Errors vs. warnings and debugging tips

Error versus Warning

When a command is run, the R Console may show you warning or error messages in red text.

  • A warning means that R has completed your command, but had to take additional steps or produced unusual output that you should be aware of.

  • An error means that R was not able to complete your command.

Look for clues:

  • The error/warning message will often include a line number for the problem.

  • If an object “is unknown” or “not found”, perhaps you spelled it incorrectly, forgot to call a package with library(), or forgot to re-run your script after making changes.

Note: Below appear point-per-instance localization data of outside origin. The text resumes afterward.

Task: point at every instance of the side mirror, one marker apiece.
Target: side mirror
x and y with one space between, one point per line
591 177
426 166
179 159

If all else fails, copy the error message into Google along with some key terms - chances are that someone else has worked through this already!

General syntax tips

A few things to remember when writing commands in R, to avoid errors and warnings:

  • Always close parentheses - tip: count the number of opening “(” and closing parentheses “)” for each code chunk
  • Avoid spaces in column and object names. Use underscore ( _ ) or periods ( . ) instead
  • Keep track of and remember to separate a function’s arguments with commas

Code assists

Any script (RMarkdown or otherwise) will give clues when you have made a mistake. For example, if you forgot to write a comma where it is needed, or to close a parentheses, RStudio will raise a flag on that line, on the right side of the script, to warn you.